One of the most prominent characteristics of Renal cell carcinoma is the tendency to invade its own venous supply. Therefore, the possibility of hematogenous metastasis is high even with relatively small tumors. The staging evaluation includes a chest X-ray, liver function tests, and in selected patients, a bone scan.
Hydronephrosis
Hydronephrosis may be asymptomatic or it may cause pain in the abdomen and/or flank (an area that is located in the back, laterally, beneath the rib cage). Asymptomatic hydronephrosis is usually detected incidentally when an imaging study is performed for another reason, such as unexplained abdominal pain. Symptoms generally occur when the obstruction occurs suddenly; for instance, when a stone gets lodged in the urinary tract, the resulting back pressure of urine can cause excruciating pain that is accompanied with nausea and vomiting. Furthermore, if the urine is infected, hydronephrosis may be associated with more severe symptoms such as fever and chills, which is a condition that requires immediate attention. In children, hydronephrosis may cause failure to thrive, vague abdominal pain or swelling, urinary tract infections, or a fever of unknown origin.
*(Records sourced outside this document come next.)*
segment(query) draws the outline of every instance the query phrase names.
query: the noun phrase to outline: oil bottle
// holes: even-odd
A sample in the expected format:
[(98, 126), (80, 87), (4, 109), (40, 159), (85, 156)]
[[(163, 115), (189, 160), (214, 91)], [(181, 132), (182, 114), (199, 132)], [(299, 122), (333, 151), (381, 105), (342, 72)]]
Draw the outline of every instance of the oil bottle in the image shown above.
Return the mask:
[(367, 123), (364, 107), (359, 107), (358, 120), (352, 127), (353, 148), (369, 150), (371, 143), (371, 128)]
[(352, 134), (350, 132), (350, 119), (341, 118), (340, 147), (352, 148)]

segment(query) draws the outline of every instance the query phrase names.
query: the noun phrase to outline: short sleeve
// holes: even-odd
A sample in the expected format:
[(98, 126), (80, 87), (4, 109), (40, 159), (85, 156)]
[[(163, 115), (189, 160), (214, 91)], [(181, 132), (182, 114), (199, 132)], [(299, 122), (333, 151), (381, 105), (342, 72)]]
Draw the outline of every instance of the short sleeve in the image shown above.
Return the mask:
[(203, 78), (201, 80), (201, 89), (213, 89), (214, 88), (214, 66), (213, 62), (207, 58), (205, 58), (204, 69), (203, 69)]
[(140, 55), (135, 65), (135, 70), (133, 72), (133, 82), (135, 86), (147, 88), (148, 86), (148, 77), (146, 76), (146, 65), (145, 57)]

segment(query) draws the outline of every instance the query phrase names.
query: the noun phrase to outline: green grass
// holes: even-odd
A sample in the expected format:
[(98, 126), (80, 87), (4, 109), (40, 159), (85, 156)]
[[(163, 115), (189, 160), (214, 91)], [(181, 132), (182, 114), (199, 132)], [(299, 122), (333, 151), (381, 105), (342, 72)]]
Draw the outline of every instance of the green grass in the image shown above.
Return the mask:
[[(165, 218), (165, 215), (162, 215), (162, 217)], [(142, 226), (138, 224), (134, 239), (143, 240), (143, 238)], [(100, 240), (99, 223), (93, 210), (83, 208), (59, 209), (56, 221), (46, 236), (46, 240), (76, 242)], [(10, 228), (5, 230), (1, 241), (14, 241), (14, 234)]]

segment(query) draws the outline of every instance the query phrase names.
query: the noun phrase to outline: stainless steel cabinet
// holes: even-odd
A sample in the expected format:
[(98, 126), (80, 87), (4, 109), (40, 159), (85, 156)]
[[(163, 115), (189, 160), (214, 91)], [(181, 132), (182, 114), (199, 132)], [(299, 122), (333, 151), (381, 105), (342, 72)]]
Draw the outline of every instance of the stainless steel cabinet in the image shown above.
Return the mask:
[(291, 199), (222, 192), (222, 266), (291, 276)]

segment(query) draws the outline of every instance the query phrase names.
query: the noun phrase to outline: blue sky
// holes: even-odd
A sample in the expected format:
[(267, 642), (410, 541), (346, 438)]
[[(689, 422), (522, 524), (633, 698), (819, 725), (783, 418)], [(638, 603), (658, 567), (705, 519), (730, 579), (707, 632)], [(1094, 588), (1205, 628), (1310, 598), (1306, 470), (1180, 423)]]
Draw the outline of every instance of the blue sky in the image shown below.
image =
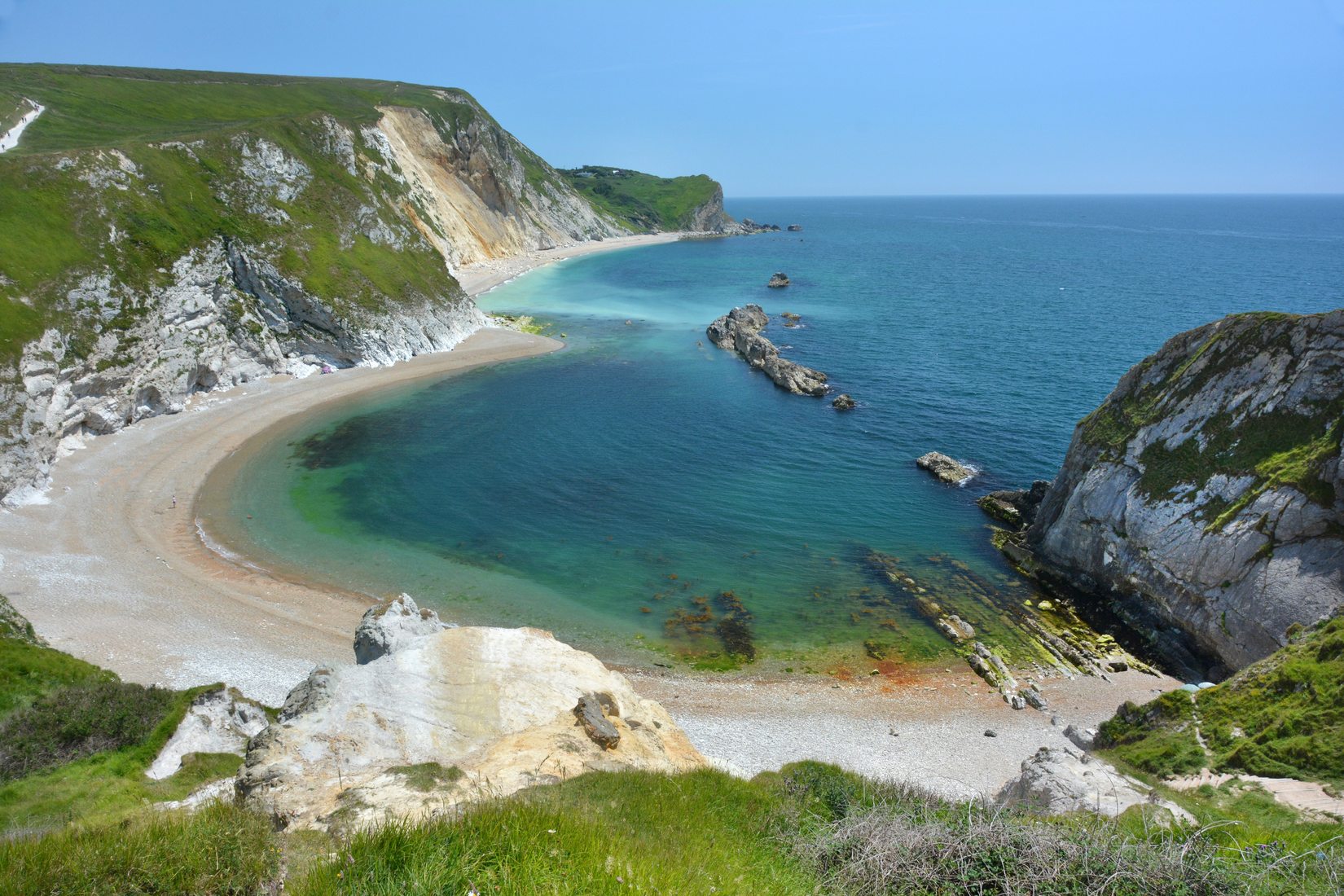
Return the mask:
[(464, 87), (730, 196), (1344, 192), (1344, 0), (0, 0), (0, 60)]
An imaging study such as renal ultrasound or an x-ray study such as a CAT scan or an IVP is usually ordered to further evaluate the cause of urinary symptoms. Additionally, a special study of the blood supply to the kidney, called a MRA (Magnetic Resonance Angiogram) may be ordered if there is concern that a ‘crossing vessel’ is compressing and obstructing the ureter at the level of the UPJ. Another imaging study, called a renal scan, measures the flow of a special type of solution through the kidney. Normally the solution flows through each kidney equally. If there is an obstruction, though, a renal scan can demonstrate the severity of obstruction and percentage of function contributed by each kidney.